Coalescent: an open-source and scalable framework for exact calculations in coalescent theory
© Tewari and Spouge; licensee BioMed Central Ltd. 2012
Received: 9 December 2011
Accepted: 2 October 2012
Published: 3 October 2012
Currently, there is no open-source, cross-platform and scalable framework for coalescent analysis in population genetics. There is no scalable GUI based user application either. Such a framework and application would not only drive the creation of more complex and realistic models but also make them truly accessible.
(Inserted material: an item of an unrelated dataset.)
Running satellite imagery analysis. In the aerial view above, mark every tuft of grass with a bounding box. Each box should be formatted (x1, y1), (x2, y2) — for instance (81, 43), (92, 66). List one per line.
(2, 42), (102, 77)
As a first attempt, we built a framework and user application for the domain of exact calculations in coalescent analysis. The framework provides an API with the concepts of model, data, statistic, phylogeny, gene tree and recursion. Infinite-alleles and infinite-sites models are considered. It defines pluggable computations such as counting and listing all the ancestral configurations and genealogies and computing the exact probability of data. It can visualize a gene tree, trace and visualize the internals of the recursion algorithm for further improvement and attach dynamically a number of output processors. The user application defines jobs in a plug-in like manner so that they can be activated, deactivated, installed or uninstalled on demand. Multiple jobs can be run and their inputs edited. Job inputs are persisted across restarts and running jobs can be cancelled where applicable.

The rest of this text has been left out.